Der Wald wich zurück und enthüllte einen schwarzen See, über dessen flachem, öligem Wasserspiegel sich Nebelfäden kräuselten. Freudige Erregung durchfuhr sie, als sie die Statue Mornhavons des Großen entdeckte, der herausfordernd und mutig in der Mitte des Sees stand. Eine Hand lag auf seinem Schwertknauf, die andere war zur Faust geballt, als wollte er allen zeigen, wem das Reich in Wahrheit gehörte und auf welche Weise es erobert worden war. Die Einzelheiten seiner Züge waren verwittert und mit Moos bedeckt. Irgendwann hatte sich der Wasserspiegel des Sees gehoben, sodass er nun seine Knie berührte. Großmutter hatte den Eindruck, dass er nicht versank, sondern sich aus dem Wasser erhob. In den Ufergewässern des Sees bezeugten die Dächer versunkener Gebäude ebenfalls den Anstieg des Wasserspiegels.

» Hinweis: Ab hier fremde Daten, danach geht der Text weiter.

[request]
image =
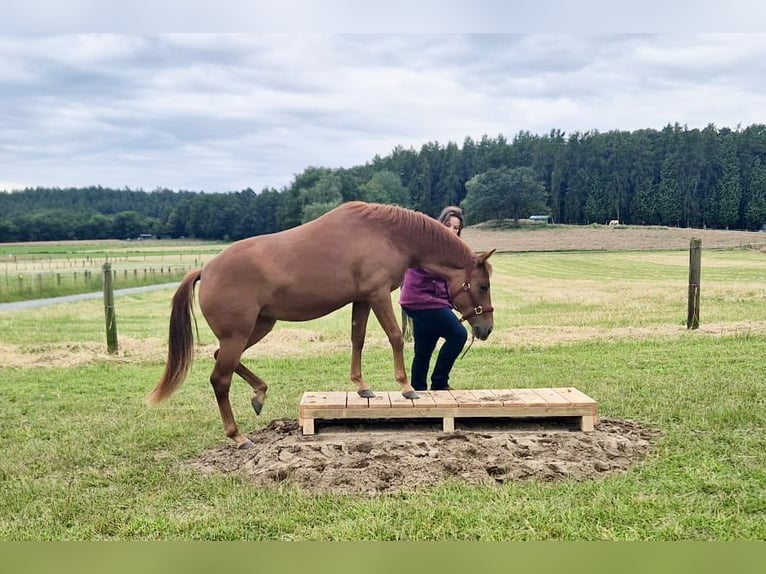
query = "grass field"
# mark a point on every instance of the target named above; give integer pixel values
(40, 270)
(82, 458)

Eines der großen schwarzen Flugwesen des Waldes, die Großmutter schon von Ferne gesehen und gehört hatte, flog dicht über das Wasser hinweg und zog eine Spur kleiner Wellen hinter sich her. Das Wesen umkreiste die Statue und landete schließlich auf Mornhavons Kopf. Es stieß ein Kreischen aus, das tief in Großmutters Innerem widerhallte, und wandte den Kopf auf seinem schlangenartigen Hals in alle Richtungen, um seine Umgebung zu betrachten.

So großartig das Denkmal auch war – das wirklich Erstaunliche war der Hintergrund. Türme ragten aus dem Wald in den Himmel, bleiche Gespenster dessen, was sie einst gewesen sein mussten, aber dennoch ein mächtiger Anblick: Ihre schlanken Formen wuchsen aus der Erde wie anmutige Baumstämme, und ihre Zinnen wurden von den Wolken verhüllt, die dort oben hingen. Das graue Tageslicht war gerade noch hell genug, dass sich die Türme im See spiegelten.

»Was ist das für ein Ort?«, flüsterte Min ehrfurchtsvoll.